Hours of manning voter registration tables on campus has paid off for a Kansas University student group.
The Student Legislative Awareness Board says it has registered more than 5,300 students to vote in the Nov. 2 general election.
When all online registrations are tabulated, that number is expected to grow to more than 5,600 -- the highest total in Student Legislative Awareness Board history and nearly three times that of the 2000 election.
"We're really happy with that," said Katie Wolff, the organization's director. "I think one of the problems for students comes down to accessibility. If you make it accessible, and you put voter registration out there in their face, it's easier for them to take their own initiative."
Wolff said the Student Legislative Awareness Board registered 4,668 people in person. At last count, there were an additional 653 online registrations, though Wolff expected that number to grow to about 1,000.
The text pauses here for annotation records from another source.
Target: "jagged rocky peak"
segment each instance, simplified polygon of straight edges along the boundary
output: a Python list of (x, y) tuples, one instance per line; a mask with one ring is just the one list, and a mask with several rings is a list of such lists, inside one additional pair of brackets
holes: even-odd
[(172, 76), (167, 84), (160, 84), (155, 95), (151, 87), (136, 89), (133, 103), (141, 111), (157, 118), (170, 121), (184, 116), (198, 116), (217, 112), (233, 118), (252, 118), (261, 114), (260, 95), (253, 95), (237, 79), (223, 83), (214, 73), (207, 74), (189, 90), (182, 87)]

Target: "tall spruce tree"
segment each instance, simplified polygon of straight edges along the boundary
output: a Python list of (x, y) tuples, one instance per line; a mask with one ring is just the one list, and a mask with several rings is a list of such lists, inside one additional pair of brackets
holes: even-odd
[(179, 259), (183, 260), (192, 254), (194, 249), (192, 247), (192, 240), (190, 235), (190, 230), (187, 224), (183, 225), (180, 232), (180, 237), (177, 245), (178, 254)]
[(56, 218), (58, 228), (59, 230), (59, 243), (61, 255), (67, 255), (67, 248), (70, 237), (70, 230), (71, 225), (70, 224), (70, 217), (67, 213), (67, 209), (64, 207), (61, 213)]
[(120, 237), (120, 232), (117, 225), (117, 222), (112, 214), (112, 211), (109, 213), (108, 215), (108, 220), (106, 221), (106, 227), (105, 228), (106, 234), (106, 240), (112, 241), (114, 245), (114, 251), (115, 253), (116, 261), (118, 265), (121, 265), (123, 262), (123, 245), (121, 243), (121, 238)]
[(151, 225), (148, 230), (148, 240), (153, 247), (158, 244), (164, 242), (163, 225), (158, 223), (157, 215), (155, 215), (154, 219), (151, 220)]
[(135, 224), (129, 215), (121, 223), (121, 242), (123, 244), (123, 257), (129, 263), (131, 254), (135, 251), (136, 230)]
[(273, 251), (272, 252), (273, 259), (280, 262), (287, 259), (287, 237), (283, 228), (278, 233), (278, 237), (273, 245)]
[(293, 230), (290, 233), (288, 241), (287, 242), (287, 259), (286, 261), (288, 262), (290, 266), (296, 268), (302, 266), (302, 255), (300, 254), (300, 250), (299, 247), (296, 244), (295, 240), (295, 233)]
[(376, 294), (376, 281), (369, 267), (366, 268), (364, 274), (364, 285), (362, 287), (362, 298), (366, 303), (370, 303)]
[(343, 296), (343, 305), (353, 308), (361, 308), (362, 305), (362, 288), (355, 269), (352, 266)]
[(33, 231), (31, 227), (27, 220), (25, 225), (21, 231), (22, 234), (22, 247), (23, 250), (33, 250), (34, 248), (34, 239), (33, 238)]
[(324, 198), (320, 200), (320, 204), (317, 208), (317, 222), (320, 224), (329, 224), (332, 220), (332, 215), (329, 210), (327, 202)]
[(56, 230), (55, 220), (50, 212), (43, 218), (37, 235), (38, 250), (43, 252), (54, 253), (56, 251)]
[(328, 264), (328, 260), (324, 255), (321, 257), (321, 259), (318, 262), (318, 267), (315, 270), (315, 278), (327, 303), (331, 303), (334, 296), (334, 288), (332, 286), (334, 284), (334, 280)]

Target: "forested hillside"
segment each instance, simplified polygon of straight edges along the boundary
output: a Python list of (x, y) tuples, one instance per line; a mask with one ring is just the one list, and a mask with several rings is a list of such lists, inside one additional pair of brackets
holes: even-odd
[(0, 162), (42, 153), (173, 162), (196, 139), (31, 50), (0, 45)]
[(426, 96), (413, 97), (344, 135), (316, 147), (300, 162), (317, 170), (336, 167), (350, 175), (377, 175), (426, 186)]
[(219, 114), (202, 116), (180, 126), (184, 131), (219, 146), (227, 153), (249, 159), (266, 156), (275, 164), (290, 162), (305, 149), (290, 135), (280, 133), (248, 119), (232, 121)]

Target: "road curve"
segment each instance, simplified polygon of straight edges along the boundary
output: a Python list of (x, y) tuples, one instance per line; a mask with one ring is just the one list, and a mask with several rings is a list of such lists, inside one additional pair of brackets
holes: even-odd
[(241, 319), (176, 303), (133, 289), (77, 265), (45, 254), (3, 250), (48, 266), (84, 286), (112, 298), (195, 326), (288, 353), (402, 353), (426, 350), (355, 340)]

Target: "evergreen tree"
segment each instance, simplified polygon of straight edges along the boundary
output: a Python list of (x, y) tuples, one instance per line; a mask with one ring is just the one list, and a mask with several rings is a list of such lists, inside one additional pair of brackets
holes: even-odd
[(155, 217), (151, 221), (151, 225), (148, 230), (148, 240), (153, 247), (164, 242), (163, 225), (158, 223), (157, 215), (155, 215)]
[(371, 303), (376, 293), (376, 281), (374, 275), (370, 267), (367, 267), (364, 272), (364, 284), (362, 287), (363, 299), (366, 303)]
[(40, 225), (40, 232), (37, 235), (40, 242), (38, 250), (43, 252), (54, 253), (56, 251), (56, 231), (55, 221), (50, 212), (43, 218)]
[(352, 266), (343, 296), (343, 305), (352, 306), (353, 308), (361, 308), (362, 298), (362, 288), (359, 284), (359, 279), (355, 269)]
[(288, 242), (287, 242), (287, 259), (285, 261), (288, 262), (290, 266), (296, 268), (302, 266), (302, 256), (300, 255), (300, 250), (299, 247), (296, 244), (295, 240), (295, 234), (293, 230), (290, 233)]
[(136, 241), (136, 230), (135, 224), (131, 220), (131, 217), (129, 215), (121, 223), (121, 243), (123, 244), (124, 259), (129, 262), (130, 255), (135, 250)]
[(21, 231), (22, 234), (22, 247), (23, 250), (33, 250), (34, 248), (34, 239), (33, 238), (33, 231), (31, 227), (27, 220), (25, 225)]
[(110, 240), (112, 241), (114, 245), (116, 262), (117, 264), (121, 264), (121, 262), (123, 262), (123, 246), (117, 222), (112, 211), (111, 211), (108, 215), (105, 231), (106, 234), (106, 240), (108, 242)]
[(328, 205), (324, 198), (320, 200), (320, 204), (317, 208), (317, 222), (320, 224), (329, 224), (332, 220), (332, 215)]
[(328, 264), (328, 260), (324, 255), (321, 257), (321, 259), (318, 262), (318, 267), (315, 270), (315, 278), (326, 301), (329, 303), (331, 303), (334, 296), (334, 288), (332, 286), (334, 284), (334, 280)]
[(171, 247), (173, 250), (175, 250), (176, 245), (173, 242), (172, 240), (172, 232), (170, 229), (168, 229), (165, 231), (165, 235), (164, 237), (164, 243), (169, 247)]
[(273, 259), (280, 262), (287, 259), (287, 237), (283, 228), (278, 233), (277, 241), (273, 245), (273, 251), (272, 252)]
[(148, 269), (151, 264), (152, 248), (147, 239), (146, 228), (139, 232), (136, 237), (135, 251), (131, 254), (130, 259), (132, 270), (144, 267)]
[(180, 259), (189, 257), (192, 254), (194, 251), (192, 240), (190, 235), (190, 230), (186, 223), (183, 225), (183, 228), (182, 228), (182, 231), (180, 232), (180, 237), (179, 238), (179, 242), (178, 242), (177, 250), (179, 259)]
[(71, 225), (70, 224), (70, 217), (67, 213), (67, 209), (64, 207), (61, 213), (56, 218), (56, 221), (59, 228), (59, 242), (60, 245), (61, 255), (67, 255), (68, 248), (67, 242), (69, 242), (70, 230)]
The board registered about 3,500 students during the 2002 campaign. In 2000, about 2,000 students registered through the organization.
"We were helped by the basic high level of interest in the election," Wolff said.
College students in Kansas are given the option of registering to vote at their parents' address or in the county that houses their university. The Student Legislative Awareness Board urged students to register in Douglas County, making the argument that students spend more time during the year in Lawrence than at home. Showing a strong student voting bloc also could help higher education funding.
Wolff said many students opted to switch their registration to Douglas County because it would be easier to vote here than to request an absentee ballot from their home county.
Marni Penrod, Douglas County election clerk, said she noticed a rush of younger people who came in to register Monday, the last day of registration for the Nov. 2 election.
"I do think in general it's the younger people who wait until the last minute," she said. "They also move more often, so they do need to re-register."
Offering the option for students to vote in two locations does present a small concern for the Secretary of State's office. Brad Bryant, state elections director, typically runs a search each spring to make sure voters are registered in only one county.
"We have thousands of registrations coming in right now," Bryant said. "We don't have the means to check that between now and Election Day."
However, Bryant noted that voters who register must sign a form saying they're not registered in another location. Anyone voting in more than one place could face prosecution when the next search is completed.
"You have to trust them," he said. "If they do (register in more than one place), they're breaking the law."